The AAF technology might find some use as a complement to the existing MGM Sportsbook platform. Still, it’s not clear which components are finished, or which would even be useful for betting.

Back in February, MGM executive Scott Butera told USA Today that the product was “not fully functional, but it’s almost there.” He briefly explained the concept of the app for gambling purposes:

“What it will do, which is very important to us from a sports betting standpoint, is it will allow almost immediate transmission of data and what’s going on in an event to your mobile device, which will allow us to have play-by-play gambling, which is non-existent today.”

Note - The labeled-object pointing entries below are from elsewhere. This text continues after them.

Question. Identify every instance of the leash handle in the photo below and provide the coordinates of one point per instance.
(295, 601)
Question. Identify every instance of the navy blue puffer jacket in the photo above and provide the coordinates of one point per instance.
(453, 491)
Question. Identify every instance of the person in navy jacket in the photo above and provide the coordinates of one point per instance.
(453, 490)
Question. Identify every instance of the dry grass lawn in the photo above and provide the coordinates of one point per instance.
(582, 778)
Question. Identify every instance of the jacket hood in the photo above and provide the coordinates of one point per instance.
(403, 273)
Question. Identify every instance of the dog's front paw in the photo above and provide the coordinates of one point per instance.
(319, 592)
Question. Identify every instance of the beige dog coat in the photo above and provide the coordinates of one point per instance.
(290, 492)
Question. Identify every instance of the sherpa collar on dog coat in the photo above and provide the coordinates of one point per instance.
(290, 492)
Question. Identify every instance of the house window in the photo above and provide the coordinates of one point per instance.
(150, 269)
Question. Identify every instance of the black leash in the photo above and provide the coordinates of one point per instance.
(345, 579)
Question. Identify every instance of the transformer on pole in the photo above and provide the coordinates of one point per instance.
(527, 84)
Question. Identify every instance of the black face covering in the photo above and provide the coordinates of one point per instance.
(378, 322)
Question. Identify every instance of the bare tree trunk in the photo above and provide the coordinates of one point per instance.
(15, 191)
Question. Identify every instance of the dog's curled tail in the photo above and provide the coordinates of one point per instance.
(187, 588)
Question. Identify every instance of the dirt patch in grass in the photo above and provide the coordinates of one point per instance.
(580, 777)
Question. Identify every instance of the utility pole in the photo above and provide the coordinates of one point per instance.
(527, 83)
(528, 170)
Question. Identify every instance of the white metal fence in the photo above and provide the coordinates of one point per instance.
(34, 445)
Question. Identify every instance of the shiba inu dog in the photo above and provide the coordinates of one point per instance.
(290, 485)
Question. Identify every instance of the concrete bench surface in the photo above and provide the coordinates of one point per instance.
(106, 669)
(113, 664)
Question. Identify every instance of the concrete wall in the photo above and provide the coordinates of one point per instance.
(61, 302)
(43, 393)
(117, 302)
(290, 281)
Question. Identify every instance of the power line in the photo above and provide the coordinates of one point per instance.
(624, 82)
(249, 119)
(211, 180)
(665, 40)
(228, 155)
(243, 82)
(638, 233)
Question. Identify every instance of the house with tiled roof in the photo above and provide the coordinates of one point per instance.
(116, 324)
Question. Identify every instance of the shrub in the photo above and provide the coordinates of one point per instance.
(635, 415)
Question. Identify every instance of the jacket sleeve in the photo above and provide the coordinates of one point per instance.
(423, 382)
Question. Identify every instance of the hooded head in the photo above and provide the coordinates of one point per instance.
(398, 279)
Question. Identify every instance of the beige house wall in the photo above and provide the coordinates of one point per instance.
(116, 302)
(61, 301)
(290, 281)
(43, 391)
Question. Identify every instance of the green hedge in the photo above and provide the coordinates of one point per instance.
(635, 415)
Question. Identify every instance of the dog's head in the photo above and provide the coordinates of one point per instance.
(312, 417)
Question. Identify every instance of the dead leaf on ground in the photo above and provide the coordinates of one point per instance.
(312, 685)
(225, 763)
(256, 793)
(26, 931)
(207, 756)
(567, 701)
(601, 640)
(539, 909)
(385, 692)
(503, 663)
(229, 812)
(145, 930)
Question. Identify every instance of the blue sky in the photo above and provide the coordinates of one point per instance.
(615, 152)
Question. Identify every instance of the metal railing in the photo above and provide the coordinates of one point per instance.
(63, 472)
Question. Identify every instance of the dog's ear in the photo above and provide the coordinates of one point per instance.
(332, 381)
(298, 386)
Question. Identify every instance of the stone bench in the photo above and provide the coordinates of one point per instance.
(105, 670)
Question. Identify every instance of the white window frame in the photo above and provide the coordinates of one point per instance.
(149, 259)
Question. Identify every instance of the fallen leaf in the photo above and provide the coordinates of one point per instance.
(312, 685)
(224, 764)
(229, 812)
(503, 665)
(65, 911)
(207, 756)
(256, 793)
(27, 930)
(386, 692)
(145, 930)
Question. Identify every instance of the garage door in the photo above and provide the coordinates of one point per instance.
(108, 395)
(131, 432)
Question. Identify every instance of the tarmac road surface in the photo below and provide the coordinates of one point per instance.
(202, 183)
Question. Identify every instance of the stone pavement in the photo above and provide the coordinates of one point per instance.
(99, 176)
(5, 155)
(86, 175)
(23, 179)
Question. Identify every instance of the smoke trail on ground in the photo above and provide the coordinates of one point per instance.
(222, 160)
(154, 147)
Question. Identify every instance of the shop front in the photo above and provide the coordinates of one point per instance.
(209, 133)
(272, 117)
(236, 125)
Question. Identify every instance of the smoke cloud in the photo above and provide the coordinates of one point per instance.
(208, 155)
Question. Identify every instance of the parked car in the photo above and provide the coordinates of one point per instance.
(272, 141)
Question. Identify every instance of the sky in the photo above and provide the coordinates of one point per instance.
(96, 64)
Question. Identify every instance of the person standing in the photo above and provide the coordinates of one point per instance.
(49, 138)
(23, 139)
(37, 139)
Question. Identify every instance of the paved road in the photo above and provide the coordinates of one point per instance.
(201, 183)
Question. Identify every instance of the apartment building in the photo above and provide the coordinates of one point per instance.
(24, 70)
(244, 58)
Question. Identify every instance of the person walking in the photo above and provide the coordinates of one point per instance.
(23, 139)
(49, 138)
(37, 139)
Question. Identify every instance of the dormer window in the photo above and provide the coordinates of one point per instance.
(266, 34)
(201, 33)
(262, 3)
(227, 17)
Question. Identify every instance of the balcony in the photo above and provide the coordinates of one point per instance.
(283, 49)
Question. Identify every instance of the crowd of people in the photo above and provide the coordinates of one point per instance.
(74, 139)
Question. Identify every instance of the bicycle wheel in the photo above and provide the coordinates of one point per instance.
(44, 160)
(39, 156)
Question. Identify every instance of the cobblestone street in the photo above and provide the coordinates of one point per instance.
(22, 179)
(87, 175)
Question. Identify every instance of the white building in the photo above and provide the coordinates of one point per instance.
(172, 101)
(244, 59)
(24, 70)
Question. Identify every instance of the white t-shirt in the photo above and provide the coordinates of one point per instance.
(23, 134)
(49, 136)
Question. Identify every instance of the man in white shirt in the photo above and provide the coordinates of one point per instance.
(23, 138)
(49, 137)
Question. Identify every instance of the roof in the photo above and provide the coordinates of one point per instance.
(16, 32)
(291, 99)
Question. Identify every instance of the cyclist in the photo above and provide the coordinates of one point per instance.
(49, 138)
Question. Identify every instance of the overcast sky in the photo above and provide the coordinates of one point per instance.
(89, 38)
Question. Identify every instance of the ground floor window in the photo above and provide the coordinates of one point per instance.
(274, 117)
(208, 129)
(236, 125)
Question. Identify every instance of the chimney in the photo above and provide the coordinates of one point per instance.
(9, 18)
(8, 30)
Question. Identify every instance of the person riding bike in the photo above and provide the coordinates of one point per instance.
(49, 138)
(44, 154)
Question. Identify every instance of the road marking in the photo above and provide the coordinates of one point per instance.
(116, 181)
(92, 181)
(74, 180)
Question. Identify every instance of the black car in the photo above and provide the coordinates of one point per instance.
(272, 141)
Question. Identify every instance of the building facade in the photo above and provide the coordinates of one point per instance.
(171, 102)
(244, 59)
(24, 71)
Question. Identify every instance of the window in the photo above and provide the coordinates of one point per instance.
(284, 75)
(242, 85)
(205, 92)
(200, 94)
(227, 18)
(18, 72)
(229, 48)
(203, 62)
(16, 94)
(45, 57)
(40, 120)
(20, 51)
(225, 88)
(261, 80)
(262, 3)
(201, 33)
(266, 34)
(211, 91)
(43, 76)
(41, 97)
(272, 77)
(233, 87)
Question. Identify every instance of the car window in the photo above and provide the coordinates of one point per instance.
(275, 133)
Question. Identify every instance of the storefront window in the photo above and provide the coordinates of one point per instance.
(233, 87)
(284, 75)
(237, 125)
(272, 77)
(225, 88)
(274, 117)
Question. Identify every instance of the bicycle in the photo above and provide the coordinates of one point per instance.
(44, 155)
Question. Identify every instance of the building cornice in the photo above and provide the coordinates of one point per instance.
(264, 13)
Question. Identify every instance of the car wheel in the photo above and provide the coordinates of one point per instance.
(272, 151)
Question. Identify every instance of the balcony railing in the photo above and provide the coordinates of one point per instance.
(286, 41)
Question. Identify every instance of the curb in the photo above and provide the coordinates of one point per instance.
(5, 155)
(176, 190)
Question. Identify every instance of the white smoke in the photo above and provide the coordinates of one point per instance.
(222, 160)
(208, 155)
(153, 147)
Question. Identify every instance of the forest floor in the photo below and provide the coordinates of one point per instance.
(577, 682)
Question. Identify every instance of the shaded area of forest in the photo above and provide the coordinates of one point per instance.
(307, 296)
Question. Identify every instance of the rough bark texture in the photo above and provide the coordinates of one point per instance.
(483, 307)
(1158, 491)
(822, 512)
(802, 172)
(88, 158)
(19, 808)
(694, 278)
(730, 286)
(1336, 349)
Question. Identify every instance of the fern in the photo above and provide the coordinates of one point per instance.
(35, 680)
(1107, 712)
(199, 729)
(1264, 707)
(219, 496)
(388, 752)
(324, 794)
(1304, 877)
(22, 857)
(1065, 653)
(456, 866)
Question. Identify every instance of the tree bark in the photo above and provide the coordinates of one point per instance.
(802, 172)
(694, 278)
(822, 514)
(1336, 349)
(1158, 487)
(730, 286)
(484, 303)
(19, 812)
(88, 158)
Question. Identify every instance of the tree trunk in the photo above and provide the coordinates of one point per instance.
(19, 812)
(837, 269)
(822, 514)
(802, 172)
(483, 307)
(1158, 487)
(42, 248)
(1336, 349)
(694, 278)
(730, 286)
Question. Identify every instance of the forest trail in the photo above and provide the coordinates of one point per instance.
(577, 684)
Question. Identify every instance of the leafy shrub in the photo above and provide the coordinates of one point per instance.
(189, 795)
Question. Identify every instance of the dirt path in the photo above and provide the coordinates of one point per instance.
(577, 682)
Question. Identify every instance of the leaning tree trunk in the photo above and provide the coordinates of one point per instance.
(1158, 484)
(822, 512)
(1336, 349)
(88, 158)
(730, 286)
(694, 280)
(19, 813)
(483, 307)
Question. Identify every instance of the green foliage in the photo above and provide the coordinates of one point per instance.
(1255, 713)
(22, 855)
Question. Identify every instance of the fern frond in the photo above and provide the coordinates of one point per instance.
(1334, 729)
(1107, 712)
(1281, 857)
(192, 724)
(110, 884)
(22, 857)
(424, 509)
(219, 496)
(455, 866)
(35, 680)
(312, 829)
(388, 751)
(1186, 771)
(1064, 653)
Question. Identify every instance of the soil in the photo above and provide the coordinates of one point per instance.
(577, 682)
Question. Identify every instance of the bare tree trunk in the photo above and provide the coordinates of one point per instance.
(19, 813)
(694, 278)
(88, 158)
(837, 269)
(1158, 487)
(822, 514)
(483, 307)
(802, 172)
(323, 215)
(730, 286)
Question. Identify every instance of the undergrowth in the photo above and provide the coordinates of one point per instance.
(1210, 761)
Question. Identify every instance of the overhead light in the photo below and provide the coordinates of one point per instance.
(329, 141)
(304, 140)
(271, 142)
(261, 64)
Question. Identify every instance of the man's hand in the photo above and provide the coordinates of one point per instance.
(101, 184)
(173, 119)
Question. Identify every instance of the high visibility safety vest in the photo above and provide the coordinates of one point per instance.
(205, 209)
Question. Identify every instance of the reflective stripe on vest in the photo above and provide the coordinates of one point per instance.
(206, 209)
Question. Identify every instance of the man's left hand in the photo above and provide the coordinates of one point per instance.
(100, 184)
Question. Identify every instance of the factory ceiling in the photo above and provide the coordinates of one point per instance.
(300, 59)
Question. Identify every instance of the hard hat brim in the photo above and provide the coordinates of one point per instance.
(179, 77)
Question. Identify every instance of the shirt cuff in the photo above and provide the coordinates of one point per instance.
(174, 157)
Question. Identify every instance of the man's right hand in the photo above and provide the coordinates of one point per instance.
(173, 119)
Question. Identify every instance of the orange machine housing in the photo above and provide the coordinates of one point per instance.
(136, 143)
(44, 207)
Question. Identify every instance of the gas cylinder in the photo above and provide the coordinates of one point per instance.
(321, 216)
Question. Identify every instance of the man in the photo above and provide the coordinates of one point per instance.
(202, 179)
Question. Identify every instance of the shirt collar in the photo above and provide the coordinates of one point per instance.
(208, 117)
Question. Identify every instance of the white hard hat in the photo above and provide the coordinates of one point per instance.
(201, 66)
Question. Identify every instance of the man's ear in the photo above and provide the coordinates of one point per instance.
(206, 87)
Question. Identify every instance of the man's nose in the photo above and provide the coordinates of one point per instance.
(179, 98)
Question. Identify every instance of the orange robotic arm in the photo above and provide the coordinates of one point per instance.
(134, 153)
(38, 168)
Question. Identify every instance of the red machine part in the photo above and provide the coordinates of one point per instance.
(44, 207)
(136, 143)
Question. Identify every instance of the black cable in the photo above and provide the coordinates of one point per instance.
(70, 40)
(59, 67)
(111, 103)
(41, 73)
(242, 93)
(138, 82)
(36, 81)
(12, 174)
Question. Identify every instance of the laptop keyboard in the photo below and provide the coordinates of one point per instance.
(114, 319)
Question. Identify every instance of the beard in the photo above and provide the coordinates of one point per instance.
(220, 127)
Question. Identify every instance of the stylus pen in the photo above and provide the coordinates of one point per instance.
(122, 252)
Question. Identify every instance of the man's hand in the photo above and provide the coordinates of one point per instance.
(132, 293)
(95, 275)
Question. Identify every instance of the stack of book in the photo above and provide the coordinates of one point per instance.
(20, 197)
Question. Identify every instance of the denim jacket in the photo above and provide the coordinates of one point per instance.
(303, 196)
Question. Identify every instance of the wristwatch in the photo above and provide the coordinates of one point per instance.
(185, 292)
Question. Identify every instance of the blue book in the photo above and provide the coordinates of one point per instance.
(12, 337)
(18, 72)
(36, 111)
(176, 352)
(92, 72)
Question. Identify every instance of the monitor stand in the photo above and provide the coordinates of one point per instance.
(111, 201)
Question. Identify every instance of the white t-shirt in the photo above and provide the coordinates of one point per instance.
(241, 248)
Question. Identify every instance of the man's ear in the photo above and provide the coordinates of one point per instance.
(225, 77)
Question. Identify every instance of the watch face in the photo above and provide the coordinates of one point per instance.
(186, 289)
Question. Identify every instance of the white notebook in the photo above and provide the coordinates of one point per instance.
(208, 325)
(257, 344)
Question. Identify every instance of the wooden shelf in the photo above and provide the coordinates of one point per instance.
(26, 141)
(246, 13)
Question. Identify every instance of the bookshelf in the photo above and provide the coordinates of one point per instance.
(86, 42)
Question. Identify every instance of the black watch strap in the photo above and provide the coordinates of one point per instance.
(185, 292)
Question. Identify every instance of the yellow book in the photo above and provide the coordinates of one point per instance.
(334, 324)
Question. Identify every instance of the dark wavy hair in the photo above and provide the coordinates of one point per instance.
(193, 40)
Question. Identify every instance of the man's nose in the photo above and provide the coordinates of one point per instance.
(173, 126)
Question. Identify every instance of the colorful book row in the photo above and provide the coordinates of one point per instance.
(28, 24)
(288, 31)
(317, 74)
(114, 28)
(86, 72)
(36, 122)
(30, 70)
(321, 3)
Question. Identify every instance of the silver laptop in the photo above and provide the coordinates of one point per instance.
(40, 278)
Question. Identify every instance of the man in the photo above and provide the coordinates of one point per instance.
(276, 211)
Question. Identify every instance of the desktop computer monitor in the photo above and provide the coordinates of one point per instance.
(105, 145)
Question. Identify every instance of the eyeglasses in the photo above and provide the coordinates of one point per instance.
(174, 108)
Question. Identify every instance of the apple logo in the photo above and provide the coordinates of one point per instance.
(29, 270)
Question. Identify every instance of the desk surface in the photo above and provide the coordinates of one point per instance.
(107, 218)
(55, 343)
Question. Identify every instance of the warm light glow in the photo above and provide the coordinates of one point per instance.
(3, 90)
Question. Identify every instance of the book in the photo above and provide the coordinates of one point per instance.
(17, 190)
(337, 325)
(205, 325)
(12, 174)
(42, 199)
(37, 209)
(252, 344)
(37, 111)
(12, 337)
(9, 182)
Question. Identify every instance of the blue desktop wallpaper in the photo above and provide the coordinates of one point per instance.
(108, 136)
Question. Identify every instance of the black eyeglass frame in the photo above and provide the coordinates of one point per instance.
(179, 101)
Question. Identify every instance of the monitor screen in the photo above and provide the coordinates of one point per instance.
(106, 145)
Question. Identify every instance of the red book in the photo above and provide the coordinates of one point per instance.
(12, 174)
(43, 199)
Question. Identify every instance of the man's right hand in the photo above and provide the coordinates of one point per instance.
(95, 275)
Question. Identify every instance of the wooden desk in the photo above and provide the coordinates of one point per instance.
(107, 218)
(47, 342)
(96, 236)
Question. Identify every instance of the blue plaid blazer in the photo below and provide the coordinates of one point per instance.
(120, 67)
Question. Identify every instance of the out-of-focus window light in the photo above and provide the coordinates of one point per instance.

He’s right — there is nothing quite like this in the US sports betting market today.

Where’s the value, though?

Development aside, practical questions regarding the real-world use of the tech still linger. Is this as transformative as investors hope?

Probably not, at least for the foreseeable future.

On-field tracking generally requires wearable devices, for starters, an intrusion that players’ associations do not support. Biometrics are likely off the table entirely amid overarching personal health and data privacy issues.

A niche market for next-play betting

Some industry analysts, including Chris Grove of Eilers & Krejcik, acknowledge the value of fast data with a few caveats.

“We think next-play betting is likely to remain a niche activity,” Grove said, “even given advances in technology. Where data-rich leagues like the AAF are likely to see more activity is in forms of betting that draw heavily on data, but have a longer action window.”

It’s similarly unclear whether other leagues would throw their weight behind such technology. While opening up to sports betting in a general sense, some commissioners remain concerned about losing engagement to in-game betting.

There’s nothing proprietary about betting on a single play, but latency and demand continue to act as barriers to such granular forms of betting in fast-paced sports. Time will tell whether or not AAF managed to create a workable solution for MGM before it fell apart.